Can Russia Help Biden Get a Comprehensive Agreement with Iran?

January 19, 2021 Topic: Iran Region: Middle East Blog Brand: The Buzz Tags: RussiaIranJCPOANuclear WeaponsSyriaIran Missile

Can Russia Help Biden Get a Comprehensive Agreement with Iran?

Though Moscow’s stance on Iran’s regional activities might be ambivalent, Russian competition with Iran in Syria, as well as their military-defense cooperation, will afford Washington limited opportunities to rely on Russian leverage-plays with Tehran.

 

As Joe Biden embarks on his first weeks in office as U.S. president, an intensive debate is raging in Washington and global capitals on how to construct a Middle Eastern regional security process alongside the resumption of JCPOA, or Joint Comprehensive Plan of Action, related diplomacy vis-à-vis Iran. That debate is sustained by the frequently made assertion that it would be a mistake for Biden to return to the Iran nuclear deal, without correcting what some call its “original sins”—the deal’s failure to address Iran’s regional policies and missiles, alongside its “sunset provisions.” Experts and officials have called for a “nuclear agreement plus,” a “broader follow-on negotiation,” or a three-phased approach, to name but a few offers on today’s marketplace of Iran-related proposals.
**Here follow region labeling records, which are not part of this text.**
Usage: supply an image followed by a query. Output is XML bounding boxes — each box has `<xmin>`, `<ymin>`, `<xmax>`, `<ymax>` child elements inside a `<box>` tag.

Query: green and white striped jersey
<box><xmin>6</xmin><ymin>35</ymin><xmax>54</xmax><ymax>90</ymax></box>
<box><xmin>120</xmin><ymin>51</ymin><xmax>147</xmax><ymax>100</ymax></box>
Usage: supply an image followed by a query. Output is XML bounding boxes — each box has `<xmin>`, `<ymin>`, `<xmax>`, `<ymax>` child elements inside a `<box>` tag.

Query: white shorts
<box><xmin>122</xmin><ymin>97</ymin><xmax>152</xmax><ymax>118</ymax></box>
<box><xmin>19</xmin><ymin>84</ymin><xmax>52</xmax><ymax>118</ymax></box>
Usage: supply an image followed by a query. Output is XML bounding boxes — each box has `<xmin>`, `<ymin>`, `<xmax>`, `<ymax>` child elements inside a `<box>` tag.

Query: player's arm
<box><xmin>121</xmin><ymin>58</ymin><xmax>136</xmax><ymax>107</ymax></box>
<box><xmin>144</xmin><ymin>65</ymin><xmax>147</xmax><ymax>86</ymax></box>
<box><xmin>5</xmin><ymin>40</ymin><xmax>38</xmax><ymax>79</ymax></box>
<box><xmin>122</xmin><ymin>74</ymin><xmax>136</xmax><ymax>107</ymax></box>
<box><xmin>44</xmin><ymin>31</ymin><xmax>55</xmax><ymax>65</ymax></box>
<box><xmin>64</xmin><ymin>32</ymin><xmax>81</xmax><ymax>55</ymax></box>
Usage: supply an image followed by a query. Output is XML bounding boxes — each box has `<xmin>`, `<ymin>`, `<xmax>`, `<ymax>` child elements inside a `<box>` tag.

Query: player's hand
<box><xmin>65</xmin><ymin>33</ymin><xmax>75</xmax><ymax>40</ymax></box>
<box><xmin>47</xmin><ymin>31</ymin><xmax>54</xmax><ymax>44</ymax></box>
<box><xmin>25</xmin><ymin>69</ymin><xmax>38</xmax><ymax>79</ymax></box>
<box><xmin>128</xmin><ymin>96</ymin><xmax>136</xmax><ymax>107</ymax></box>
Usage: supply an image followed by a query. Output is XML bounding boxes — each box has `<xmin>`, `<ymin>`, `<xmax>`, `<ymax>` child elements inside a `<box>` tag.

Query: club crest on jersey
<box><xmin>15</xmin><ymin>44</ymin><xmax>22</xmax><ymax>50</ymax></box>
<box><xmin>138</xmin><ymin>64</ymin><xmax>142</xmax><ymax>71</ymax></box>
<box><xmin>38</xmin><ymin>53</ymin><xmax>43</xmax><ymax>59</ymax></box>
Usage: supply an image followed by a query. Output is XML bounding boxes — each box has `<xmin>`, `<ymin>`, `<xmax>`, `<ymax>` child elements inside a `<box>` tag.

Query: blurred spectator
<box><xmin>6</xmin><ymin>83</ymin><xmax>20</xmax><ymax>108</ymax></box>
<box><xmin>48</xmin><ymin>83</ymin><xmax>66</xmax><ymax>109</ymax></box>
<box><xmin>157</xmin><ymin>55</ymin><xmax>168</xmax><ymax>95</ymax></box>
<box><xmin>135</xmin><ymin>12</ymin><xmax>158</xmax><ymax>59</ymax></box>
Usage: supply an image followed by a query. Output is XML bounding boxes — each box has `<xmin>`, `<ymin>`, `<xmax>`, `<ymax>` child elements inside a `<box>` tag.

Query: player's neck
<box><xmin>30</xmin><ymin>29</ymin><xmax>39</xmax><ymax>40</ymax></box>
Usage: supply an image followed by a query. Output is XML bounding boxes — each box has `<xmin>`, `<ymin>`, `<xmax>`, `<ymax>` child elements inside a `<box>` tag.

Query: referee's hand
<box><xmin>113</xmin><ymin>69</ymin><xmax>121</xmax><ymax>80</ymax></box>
Pursuing such a broader effort will be a tall order for U.S. officials regardless of the precise format and sequencing; involving Iran’s formidable partner, Russia, in any diplomatic choreography, therefore, seems essential.

However, assuming that the Iran file could be a “low-hanging fruit” for cooperation in an otherwise strained U.S.-Russian relationship ignores Moscow’s ambivalent attitude toward Iran’s proxy activities and missile program—components of Tehran’s so-called “offensive defense” strategy. For the most part, Russia does not view Iran’s cultivation of proxy actors in Arab societies—from Lebanon via Iraq to Yemen—as a threat to its own interests. And where its views are more nuanced, as in Syria, Russia’s record of being able to rein in the Iranians is mixed at best.

 

For starters, Russia has consistently argued that Iranian activities in the region are unrelated to the nuclear file as a matter of principle. It has backed Tehran’s argument—especially amid the arms embargo dispute last fall—that raising issues originally considered “extraneous to the JCPOA by mutual agreement” is impermissible. That position has reflected a deeper concern in Moscow with the integrity of the P5+1 process, which affords the Russian government respect and status, but also its broader apprehensions with an alleged “rules-based international order,” in which the United States invents “rules” as it sees fit while flouting established international agreements like the JCPOA.

As a matter of practical policy, however, Russia’s view on Iran’s ties with the Iraqi Popular Mobilization Forces (PMF), the Yemeni Houthis, and the Lebanese Hezbollah is best described as a mixture of indifference and impotence. Though the recently sanctioned chairman of the PMF, Faleh al-Fayyad, has been an occasional visitor to Moscow, Russia can neither further nor contain Iran’s ambitions in Iraq—and it does not want to. Notwithstanding a desire among Russian diplomats to avoid perceptions of an exclusive alignment with a “Shia camp” in the region, given Moscow’s interests in good ties with Israel and the Arab states of the Persian Gulf, Russia lacks both appetite and leverage to meddle in Iraq’s domestic lay-of-the-land. In Yemen, claims over Moscow’s sway over the Houthis have been consistently overblown. Besides, Russia’s approach toward Yemen has been one of “strategic non-alignment,” aimed at preserving a balanced relationship with both Saudi Arabia and Iran. As such, while condemning the September 2019 Houthi attacks on Saudi oil facilities, Moscow has refused to blame Iran for its role in the war-torn country and has even blocked U.S. efforts to do so in the United Nations. And in Lebanon, Hezbollah’s entrenchment has such deep and robust roots, that it is hard to see how Moscow could tip the domestic balance of power even if it wanted to—and listening to Russia’s top diplomat serving in Beirut, one gets the impression that it doesn’t. More fundamentally, Russian interlocutors either reject the view that Iran’s proxies cause the havoc often ascribed to them from within the anti-JCPOA camp, or believe that such havoc is simply not Russia’s problem.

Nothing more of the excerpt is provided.